Ia ada di ilustrasi buku-buku karya sang penyair itu serta kaus-kaus mahasiswa ataupun anak-anak generasi milenial. Potretnya itu kerap terpampang di pameran-pameran budaya, peringatan bulan bahasa, ataupun kegiatan seni lainnya. Pada Mei 2013, misalnya, dalam sebuah pameran “Quit for Better Life” di Alun-alun Indonesia, Grand Indonesia, Jakarta, seorang pelukis bernama Galih Pratama membuat parodi potret Chairil itu. Chairil tampak berkacamata transparan dan mengisap pensil, bukan sebatang rokok. Pada bagian bawah lukisan tertulis kalimat: “Tanpa merokok, aku akan hidup seribu tahun lagi.” Kalimat ini merupakan parodi dari salah satu kalimat dalam puisi “Aku” karya penyair kelahiran Medan, 26 Juli 1922, itu. Chairil meninggal dalam usia muda pada 28 April 1949 karena kanker paru-paru.
Sosok Sang Fotografer
Tapi, tak banyak yang tahu, siapa di balik potret sang maestro dengan pose seperti itu. Kisah siapa fotografer yang membuat foto “eksistensialis”—begitu majalah Tempo menyebutnya—itu pernah dimuat majalah ini edisi 21 Agustus 2016. Sayang, saya belum menemukan artikel tersebut. Jadi, cerita di balik pemotretan Chairil tersebut belum bisa terinci. Sang fotografer itu adalah Baharudin Marasutan. Di sejumlah artikel, seperti dalam buku Beberapa Seniman Yogyakarta, namanya tertulis Baharudin Marah Soetan.

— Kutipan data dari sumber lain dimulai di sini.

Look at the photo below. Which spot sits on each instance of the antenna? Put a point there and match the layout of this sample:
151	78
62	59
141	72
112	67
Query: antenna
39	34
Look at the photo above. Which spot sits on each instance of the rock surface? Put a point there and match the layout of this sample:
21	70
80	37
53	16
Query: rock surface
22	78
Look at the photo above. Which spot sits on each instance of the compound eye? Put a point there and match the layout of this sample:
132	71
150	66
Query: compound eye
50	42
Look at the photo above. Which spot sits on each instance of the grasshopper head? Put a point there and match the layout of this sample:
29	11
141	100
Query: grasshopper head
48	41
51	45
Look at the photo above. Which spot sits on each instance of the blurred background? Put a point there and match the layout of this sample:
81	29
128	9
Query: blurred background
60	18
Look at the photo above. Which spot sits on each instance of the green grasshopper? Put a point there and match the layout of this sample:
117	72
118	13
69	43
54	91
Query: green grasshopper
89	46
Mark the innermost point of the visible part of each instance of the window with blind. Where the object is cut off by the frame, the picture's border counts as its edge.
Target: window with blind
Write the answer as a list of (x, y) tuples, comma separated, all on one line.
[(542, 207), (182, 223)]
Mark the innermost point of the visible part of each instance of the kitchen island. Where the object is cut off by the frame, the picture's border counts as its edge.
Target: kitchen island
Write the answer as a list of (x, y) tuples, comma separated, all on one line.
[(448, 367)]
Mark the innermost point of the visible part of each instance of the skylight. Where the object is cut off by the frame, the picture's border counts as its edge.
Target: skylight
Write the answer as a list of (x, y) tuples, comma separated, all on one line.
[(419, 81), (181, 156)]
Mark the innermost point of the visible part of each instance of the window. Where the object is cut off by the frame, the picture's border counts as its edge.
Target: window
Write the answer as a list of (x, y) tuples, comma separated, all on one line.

Atau buku Provocative Bodies, Interpreting the Works of Mochtar Apin, 1990-1993 oleh Jim Supangkat, namanya tertulis Baharuddin Marah Sutan. Pria kelahiran Bukittinggi, Sumatera Barat, pada 31 Mei 1911 itu merupakan satu dari dua pionir seni grafis Indonesia. Seorang lainnya adalah Mochtar Apin, kakak Rivai Apin. Paket karya Baharudin dan Mochtar Apin, yang merupakan karya cetak grafis pertama perayaan satu tahun kemerdekaan RI, dikirim ke negara-negara sahabat yang sudah mengakui kedaulatan bangsa Indonesia.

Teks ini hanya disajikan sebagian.